第10話 光さす庭
あの冬の日、私達はマフラーを巻いていて手袋も持っているのに素手で指を絡めありもしない未来を語り笑い合った。
Sと東京に出て大学の近くにアパートを借りてルームシェアする、それは悪魔的な魅力を感じさせる未来だった。
当時はSと話を合わせながらも自分には叶わないだろうと内心諦めていた。ただ、彼女が新天地への旅立ちの道連れに私を選んでくれたことが嬉しかった。
あれから6年、予想とは違う形で2人の夢物語は一部実現したもののむしろ疎遠になっている。
私が地元に残り、たまに彼女が帰省する時に会う方が適度な距離で細々と続いていた気がする。
でもこれで良かったのだと思う。
6年間は私達が友達として正しい距離で仕切り直すのに必要な時間だった。
歩いてきた道を恐る恐る引き返しながら、捨てたものや失ったものを拾い直して自分を再構築するために。

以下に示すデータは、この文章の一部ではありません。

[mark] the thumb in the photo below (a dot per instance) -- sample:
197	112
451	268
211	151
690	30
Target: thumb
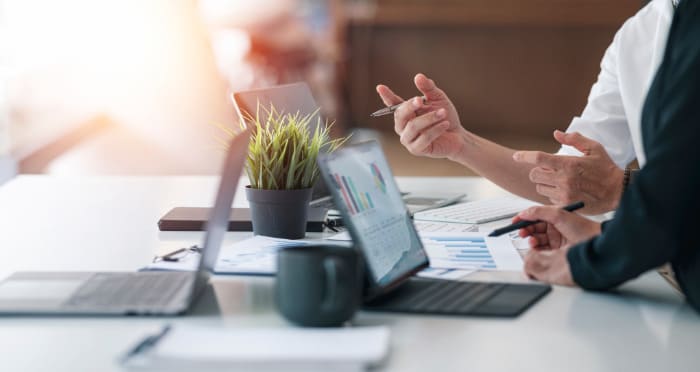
547	213
428	88
388	96
577	140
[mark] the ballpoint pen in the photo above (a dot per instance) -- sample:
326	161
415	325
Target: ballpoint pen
522	224
390	109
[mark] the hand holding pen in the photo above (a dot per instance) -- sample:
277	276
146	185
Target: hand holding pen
525	223
555	227
428	125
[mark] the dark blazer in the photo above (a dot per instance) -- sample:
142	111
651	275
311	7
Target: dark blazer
658	219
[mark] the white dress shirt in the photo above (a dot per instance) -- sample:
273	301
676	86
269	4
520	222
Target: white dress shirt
614	110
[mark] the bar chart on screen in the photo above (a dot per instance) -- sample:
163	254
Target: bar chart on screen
470	251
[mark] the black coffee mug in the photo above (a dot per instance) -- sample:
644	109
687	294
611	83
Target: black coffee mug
319	285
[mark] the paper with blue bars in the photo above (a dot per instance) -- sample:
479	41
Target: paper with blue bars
471	251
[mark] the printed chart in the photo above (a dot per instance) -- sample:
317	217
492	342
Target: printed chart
470	251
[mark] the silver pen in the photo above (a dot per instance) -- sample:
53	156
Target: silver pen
391	109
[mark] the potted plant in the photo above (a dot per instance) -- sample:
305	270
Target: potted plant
282	169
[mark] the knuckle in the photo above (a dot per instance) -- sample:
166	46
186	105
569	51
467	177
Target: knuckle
538	156
533	175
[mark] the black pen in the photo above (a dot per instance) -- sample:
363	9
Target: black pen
391	109
522	224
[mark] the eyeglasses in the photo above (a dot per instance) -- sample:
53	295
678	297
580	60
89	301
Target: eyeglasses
178	254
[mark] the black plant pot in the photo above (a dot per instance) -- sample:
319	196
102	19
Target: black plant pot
279	213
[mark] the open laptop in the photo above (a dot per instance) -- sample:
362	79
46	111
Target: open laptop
364	189
291	98
129	293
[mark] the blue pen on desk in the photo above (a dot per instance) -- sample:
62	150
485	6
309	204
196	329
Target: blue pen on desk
146	344
522	224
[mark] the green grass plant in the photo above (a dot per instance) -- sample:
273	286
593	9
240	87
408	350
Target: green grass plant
284	146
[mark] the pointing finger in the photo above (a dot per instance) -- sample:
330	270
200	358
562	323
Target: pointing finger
429	88
538	158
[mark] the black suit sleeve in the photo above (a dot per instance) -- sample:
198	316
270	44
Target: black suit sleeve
657	220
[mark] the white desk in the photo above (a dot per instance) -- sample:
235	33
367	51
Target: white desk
110	224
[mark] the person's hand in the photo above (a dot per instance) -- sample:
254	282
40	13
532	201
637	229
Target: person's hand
432	129
592	178
559	229
551	239
549	267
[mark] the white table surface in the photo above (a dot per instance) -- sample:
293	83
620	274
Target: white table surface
109	223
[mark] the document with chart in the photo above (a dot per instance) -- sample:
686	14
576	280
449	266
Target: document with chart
471	251
373	202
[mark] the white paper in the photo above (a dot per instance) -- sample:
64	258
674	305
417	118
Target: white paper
256	255
269	348
471	251
422	227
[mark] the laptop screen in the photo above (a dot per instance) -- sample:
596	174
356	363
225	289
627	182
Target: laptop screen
364	190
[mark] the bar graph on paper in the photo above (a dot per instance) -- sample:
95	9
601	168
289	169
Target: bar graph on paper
470	251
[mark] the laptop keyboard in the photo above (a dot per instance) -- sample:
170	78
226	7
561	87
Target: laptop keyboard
438	297
129	290
480	211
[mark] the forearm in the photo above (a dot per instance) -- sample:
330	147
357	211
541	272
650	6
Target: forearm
495	162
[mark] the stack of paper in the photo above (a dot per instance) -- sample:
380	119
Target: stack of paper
288	349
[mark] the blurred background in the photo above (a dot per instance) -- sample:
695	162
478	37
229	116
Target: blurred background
135	87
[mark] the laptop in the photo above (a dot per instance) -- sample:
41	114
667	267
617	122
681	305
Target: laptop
366	194
295	97
129	293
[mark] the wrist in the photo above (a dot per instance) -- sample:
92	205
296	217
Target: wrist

過去を直視しばらばらになった自己を繋ぎ合わせるのは辛い作業だったけれど、新しいパズルが完成した今振り返ってみればなんてことはないと思えた。
均衡を破ったのは私だ。だから咎は私にある。
人生は壮大な旅なのだ。どんな傷もいつかは私という人間の味になる。
"これはあなたへ贈る最後の手紙になる。
投函するつもりはない。
自分の気持ちにけじめをつけるためだけに今、筆をとっている。
美談でもなんでもない、陳腐で独り善がりな想いの始まりと終わりについての話だ。"
そこまで手帳に書きつけてふと顔をあげると、下校中の母校の生徒達がホームにぞろぞろと降りてきた。すっかり日も傾き夕暮れ時、昔の私と同じように彼女らはこのまま駅前の塾へ行くだろう。
悄然、目の前の光景がいつかの記憶と重なる。
茜色の日差しの中、ホームに伸びる2つの影。
囀りを交わす鳥達のようにおしゃべりをしながら電車へ吸い込まれていく。
いつかの日の私とSがそこにはいた。
懐かしさと切なさと、ほんの少しの勇気が湧く。
今日の終電で東京に帰ろう。そしてSに連絡しよう。彼女は返信が遅いから、明日になるかもしれない。それでもいい。年に一回でもいいから思い出したみたいに連絡して、都合が合えばお茶をしよう。会えなくても、またの機会に誘えばいい。私達はまた友達としてうまくやっていける。
なんといっても、物語はまだ始まったばかりだ。
2人が確かに分かち合った思いも時間も、密かに葬っていい物語ではないことをこれから証明しなくてはならないから。